Una protesta sindacale, quindi, ma non per Trenitalia, secondo cui «Dante De Angelis non ha mandato di rappresentanza sindacale dei lavoratori». Il fatto che il treno sia poi ripartito «con ben 86 minuti di ritardo» autorizzerebbe a configurare, sempre, secondo l’azienda, l’ipotesi di reato di interruzione di pubblico servizio.

«Dante De Angelis - ribatte Savio Galvani, del Coordinamento 12 gennaio - è stato eletto rappresentante dei lavoratori per la sicurezza con oltre il 55% dei consensi nella divisione passeggeri di Roma. Ogni giorno - ricorda Galvani - ci sono oltre dieci casi di macchinisti che si rifiutano di usare il Vacma e naturalmente questo si ripercuote sulla regolarità delle partenze. In molti casi si arriva anche alla soppressione del treno». Non si capisce quindi l’accanimento delle Fs contro De Angelis. «Il macchinista - osserva Galvani - non è stato punito per il fatto in sé ma per l’attività che svolge a tutela della sicurezza dei lavoratori e dei viaggiatori. Cosi come è accaduto per i quattro licenziati a seguito della trasmissione Report. Per questa ragione è importante che il 5 aprile i ferrovieri scioperino uniti e che tutti i sindacati diano indicazione di partecipare».

Al fianco dei lavoratori in lotta per la sicurezza si schiera Rifondazione, che «propone all’Unione una posizione unitaria di adesione alla protesta con l’impegno, in caso di vittoria, alla riassunzione di De Angelis e degli altri quattro macchinisti licenziati a causa delle riprese della trasmissione Report». La riassunzione dei macchinisti ma anche «il licenziamento - aggiunge Boghetta - dei manager di Trenitalia che stanno portando, per la

prima volta, l’azienda allo sbando ed al collasso. Non sono questi i manager che possono comminare sanzioni».

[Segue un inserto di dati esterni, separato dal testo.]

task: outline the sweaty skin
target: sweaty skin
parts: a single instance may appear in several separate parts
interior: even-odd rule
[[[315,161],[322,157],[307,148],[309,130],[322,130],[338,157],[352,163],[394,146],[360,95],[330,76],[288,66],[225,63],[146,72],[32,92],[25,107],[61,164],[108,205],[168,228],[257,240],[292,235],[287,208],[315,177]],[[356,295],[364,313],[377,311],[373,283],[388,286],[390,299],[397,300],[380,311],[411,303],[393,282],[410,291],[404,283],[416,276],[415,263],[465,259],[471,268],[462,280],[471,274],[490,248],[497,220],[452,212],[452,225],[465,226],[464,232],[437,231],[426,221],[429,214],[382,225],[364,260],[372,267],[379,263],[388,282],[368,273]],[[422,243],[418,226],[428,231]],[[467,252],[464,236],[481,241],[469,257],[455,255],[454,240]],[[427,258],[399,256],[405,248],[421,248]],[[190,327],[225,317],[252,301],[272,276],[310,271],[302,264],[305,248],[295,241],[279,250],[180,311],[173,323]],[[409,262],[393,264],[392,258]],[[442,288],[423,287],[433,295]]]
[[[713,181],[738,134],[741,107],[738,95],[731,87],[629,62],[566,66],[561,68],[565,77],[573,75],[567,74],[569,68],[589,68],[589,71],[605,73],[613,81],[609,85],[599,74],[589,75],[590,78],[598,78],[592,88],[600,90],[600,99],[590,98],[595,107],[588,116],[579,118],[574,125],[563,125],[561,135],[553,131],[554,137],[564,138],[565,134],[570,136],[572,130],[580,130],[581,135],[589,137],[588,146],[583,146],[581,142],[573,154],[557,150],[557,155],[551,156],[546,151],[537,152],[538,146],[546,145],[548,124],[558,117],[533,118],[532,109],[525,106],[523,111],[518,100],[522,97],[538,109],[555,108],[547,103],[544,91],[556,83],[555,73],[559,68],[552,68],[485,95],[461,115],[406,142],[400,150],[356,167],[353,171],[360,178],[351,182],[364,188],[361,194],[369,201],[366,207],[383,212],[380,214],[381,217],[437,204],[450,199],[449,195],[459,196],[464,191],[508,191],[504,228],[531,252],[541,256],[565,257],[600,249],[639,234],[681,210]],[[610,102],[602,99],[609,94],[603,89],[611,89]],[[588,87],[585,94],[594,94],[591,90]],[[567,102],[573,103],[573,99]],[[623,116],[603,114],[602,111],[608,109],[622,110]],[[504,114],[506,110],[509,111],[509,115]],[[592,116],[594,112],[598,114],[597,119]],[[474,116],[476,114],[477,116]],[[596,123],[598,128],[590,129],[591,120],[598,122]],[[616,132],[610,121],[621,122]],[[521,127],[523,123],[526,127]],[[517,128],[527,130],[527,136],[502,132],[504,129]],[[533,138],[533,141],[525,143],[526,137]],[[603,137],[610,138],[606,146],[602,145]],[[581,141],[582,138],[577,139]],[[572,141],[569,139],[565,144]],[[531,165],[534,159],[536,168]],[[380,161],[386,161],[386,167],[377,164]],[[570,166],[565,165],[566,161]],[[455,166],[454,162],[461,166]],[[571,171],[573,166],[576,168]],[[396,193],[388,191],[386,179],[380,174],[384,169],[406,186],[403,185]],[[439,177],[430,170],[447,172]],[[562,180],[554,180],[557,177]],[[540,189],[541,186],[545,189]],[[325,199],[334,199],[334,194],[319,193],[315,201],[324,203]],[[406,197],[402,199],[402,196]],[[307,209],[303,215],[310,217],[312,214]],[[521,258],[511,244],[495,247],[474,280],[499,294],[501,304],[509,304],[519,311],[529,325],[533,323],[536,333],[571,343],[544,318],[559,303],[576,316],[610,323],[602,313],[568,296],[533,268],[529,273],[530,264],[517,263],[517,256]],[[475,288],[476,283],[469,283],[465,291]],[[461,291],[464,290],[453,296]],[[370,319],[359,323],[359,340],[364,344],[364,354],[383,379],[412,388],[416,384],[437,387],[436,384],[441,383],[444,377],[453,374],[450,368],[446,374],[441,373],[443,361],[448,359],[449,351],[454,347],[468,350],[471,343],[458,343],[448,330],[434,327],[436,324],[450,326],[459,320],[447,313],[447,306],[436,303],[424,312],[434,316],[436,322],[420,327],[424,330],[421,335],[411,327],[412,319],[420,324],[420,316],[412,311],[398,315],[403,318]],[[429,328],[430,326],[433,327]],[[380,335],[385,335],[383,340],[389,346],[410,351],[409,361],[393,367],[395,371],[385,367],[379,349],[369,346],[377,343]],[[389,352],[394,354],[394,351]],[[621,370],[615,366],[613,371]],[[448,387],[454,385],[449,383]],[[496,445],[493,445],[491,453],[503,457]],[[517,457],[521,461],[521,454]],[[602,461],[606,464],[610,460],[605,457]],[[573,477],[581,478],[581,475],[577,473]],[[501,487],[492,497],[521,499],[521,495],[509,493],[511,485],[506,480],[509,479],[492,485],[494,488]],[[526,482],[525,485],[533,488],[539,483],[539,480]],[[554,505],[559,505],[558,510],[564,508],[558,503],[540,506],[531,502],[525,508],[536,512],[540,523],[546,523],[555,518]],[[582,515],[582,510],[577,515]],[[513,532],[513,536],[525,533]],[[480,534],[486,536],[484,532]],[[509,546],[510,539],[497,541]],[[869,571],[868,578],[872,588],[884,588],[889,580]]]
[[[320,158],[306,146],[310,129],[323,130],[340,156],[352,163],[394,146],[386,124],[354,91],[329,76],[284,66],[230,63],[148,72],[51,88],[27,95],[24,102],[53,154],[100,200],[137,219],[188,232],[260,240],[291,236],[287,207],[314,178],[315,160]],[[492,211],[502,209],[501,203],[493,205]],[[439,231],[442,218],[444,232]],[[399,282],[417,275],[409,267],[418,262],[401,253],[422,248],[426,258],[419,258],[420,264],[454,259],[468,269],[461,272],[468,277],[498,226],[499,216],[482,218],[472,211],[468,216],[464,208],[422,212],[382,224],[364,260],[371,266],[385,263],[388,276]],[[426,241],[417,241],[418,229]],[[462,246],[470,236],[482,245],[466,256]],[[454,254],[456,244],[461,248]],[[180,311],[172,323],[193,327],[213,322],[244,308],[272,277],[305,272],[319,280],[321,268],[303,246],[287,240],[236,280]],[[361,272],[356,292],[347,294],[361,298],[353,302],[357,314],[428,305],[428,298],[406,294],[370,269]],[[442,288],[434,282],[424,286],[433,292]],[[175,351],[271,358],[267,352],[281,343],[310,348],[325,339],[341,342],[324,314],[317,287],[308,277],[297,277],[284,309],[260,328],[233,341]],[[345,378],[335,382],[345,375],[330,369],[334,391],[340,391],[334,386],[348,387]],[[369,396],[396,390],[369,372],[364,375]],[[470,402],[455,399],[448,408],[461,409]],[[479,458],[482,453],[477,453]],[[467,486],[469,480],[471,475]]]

Per il Prc, la questione, tuttavia, ha anche un altro risvolto. «Riteniamo infatti - spiega Boghetta - che le ferrovie non possano mettere in esercizio strumenti che non siano stati omologati con il consenso di Asl ed Ispettorati del lavoro e non concordati con le Organizzazioni Sindacali». E’ questo uno dei tanti motivi che porterà Rifondazione ad avanzare la proposta di trasferire le norme che riguardano la sicurezza FS in un testo di legge: il Codice del Ferro analogo al Codice della Strada. «Ciò - precisa Boghetta - anche al fine di risolvere il conflitto d’interessi che vede le Ferrovie quali elaboratori di norme, gestori, controllori dell’applicazione, sanzionatori delle mancanze. Un po’ troppo». Ro. Fa.